What may actually be a buck goat with a blocked urethra can look like coccidia issues if the goat has diarrhea from stress. Especially since they’re likely carrying coccidia if you live in a marshy area like I do; any test will show coccidia, and a vet may not catch that the goat is straining to urinate because straining to have diarrhea becomes an issue, too. And then it is just general straining.
This second example happened to a friend of mine who raises mixed-breed, dual-purpose goats. He had a buck who had fountains of diarrhea because of the stress of not being able to urinate. It was only on the necropsy that they realized the goat’s bladder had burst and killed him. This was after two different vet consultations that assured him using kaopectalin and a medicated feed (with coccidiostat) would fix the goat’s problems. It didn’t. Because that wasn’t what the problem ended up being.
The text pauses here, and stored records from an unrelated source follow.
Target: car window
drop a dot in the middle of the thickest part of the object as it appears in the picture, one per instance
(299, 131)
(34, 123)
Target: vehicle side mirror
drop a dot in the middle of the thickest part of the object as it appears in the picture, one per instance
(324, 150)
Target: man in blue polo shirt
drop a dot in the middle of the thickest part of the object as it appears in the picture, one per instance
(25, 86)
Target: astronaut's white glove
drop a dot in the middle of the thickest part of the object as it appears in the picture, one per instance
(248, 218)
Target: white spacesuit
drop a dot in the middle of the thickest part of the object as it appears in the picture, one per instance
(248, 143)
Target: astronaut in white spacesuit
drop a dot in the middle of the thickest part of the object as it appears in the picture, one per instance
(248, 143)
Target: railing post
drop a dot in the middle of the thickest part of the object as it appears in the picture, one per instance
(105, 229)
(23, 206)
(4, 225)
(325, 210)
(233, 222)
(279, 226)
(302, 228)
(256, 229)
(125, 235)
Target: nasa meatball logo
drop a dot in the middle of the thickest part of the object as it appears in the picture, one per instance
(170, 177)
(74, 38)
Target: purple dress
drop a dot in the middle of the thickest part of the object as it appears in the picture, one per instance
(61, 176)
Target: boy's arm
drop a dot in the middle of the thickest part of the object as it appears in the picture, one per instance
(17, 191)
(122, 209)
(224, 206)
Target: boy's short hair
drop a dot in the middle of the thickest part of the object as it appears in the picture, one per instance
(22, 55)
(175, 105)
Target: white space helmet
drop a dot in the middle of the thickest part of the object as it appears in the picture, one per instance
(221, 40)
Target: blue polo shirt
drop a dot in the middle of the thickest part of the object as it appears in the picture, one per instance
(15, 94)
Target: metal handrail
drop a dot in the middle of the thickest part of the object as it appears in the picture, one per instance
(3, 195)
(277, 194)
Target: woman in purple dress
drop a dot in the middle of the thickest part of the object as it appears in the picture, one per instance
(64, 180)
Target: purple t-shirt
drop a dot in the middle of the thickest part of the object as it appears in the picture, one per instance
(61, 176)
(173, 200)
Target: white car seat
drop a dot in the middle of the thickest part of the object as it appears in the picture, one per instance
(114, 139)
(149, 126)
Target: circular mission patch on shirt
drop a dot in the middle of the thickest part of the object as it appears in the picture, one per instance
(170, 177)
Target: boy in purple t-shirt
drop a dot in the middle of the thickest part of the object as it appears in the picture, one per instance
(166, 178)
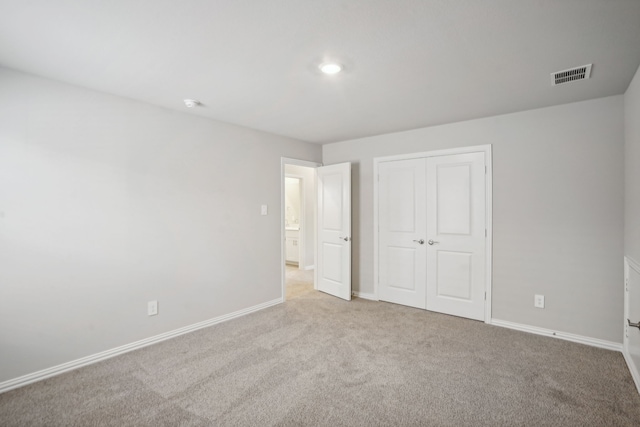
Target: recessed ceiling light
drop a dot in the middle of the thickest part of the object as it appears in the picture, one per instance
(330, 68)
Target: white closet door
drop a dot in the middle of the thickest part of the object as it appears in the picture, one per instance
(402, 233)
(456, 235)
(334, 230)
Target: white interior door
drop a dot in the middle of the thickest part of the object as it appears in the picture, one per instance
(402, 273)
(456, 233)
(631, 346)
(333, 268)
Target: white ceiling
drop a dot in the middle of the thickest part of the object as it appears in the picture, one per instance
(409, 63)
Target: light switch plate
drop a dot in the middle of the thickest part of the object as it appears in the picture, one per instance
(152, 308)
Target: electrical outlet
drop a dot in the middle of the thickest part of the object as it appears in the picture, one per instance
(152, 308)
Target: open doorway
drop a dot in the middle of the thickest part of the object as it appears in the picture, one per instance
(298, 228)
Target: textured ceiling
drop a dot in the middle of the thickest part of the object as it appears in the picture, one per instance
(409, 63)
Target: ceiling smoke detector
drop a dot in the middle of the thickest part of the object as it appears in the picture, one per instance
(191, 103)
(571, 75)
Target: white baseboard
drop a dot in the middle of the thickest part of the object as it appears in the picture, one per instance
(632, 368)
(365, 295)
(594, 342)
(98, 357)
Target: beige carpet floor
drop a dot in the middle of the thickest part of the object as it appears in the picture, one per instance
(317, 360)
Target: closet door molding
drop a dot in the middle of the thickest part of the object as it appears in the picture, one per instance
(486, 149)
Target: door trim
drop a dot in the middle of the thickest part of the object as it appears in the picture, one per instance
(629, 263)
(283, 271)
(486, 149)
(302, 265)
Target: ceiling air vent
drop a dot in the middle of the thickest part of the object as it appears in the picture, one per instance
(571, 75)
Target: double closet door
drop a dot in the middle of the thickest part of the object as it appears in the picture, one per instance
(432, 233)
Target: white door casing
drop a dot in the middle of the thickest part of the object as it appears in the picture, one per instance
(631, 337)
(402, 232)
(456, 233)
(333, 269)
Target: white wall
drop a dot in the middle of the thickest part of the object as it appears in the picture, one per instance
(557, 210)
(309, 181)
(292, 202)
(107, 203)
(632, 170)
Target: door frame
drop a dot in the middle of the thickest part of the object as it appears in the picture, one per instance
(486, 149)
(283, 255)
(629, 263)
(302, 265)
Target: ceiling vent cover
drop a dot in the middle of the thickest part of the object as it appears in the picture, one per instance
(571, 75)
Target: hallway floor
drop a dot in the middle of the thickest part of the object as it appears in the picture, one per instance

Hidden Infections (or Infestations)
If you watch hoof-trimming videos, like I do (the state of my Facebook reels is a problem), you know as well as I do that livestock just love to do horrible things to themselves.
CHECK. FOR. A TEMPERATURE. Infestations and infections often cause fevers that are otherwise absolutely INVISIBLE until you find the tiny piece of metal in your prize pig’s hoof that’s penetrated the capsule and is causing all sorts of problems.
Unintentional Neglect
This one just comes down to ol’ fashioned farm know-how.
Sit down and read a book. Just sit and read. Storey’s various guides are a very good place to start if you’re seeing problems with your animals, from chickens to goats to sheep to cattle, and even horses. We cannot possibly cover in this article what a good, solid guide can do in several hundred pages.
If you don’t have a vet in your area, and many people reading this probably don’t; livestock veterinary have disappeared from a ton of areas since 2020, get a livestock veterinary manual for yourself. Talk to the local ag board and see if anyone in a county or three over does small and large livestock veterinary for you. While euthanasia is always an option, if you want to fight to save that animal, maybe that distant vet is your only option when things get really weird.
And maybe they tell you no. I know I’ve been told no several times because they were already too busy or their vet was sick.
Unintentional neglect can be due to any number of reasons. Even something as small as heavy copper in your water can kill your sheep and you’ll be left not knowing what’s going on without water testing. The worst neglect? Not knowing what your animals need to thrive. It goes so much more beyond fresh water, clean areas, good forage, and a solid feed pellet and/or minerals.
Sit down with a good book, listen to whatever vets you can find, and try your best. It’s all you can do.